How to add MLflow to your Kedro workflow

MLflow is an open-source platform for managing the end-to-end machine learning lifecycle. It provides tools for tracking experiments, packaging code into reproducible runs, and sharing and deploying models. MLflow supports machine learning frameworks such as TensorFlow, PyTorch, and scikit-learn.

Adding MLflow to a Kedro project enables you to track and manage your machine learning experiments and models. For example, you can log metrics, parameters, and artifacts from your Kedro pipeline runs to MLflow, then compare and reproduce the results. When collaborating with others on a Kedro project, MLflow’s model registry and deployment tools help you to share and deploy machine learning models.

Prerequisites

You will need the following:

  • A working Kedro project in a virtual environment. The examples in this document assume the spaceflights-pandas-viz starter. If you’re unfamiliar with the Spaceflights project, check out our tutorial.
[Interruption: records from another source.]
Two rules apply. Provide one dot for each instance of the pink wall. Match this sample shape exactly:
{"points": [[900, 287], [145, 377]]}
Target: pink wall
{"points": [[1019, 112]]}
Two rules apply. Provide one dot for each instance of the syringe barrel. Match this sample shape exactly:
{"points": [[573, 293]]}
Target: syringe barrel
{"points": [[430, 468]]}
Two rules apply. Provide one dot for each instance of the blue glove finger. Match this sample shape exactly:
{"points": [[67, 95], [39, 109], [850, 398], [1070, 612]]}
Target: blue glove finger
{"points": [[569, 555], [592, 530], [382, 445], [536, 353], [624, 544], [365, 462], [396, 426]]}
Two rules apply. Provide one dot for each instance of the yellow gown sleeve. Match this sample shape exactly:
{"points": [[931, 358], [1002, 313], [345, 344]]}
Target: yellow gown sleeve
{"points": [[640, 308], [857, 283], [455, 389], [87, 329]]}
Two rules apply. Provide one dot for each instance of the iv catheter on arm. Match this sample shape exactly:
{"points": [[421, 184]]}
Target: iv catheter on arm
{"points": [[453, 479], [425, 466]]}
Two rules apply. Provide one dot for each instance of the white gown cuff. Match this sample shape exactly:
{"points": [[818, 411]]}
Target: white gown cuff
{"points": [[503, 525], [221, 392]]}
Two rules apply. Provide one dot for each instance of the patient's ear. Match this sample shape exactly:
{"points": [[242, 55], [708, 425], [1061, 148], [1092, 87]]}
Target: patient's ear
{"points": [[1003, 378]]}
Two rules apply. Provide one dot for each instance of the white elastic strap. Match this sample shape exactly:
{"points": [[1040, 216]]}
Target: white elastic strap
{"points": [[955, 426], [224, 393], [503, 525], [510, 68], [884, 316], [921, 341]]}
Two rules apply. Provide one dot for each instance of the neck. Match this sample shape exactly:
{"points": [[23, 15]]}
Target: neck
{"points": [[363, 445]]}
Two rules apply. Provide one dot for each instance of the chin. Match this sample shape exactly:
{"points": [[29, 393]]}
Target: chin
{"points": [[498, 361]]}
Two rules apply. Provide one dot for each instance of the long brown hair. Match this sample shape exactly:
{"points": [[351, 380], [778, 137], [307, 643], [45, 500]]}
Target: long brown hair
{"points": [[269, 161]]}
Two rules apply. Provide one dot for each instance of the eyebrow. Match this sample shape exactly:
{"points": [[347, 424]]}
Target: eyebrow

  • The MLflow client installed into the same virtual environment. For the purposes of this tutorial, you can use MLflow in its simplest configuration.

To set yourself up, create a new Kedro project:

$ kedro new --starter=spaceflights-pandas-viz --name spaceflights-mlflow
$ cd spaceflights-mlflow
$ python -m venv && source .venv/bin/activate
(.venv) $ pip install -r requirements.txt

And then launch the UI locally from the root of your directory as follows:

(.venv) $ pip install mlflow
(.venv) $ mlflow ui --backend-store-uri ./mlflow_runs

This will make MLflow record metadata and artifacts for each run to a local directory called mlflow_runs.

Note

If you want to use a more sophisticated setup, have a look at the documentation of MLflow tracking server, the official MLflow tracking server 5 minute overview, and the MLflow tracking server documentation.

Simple use cases

Although MLflow works best when working with machine learning (ML) and AI pipelines, you can track your regular Kedro runs as experiments in MLflow even if they do not use ML.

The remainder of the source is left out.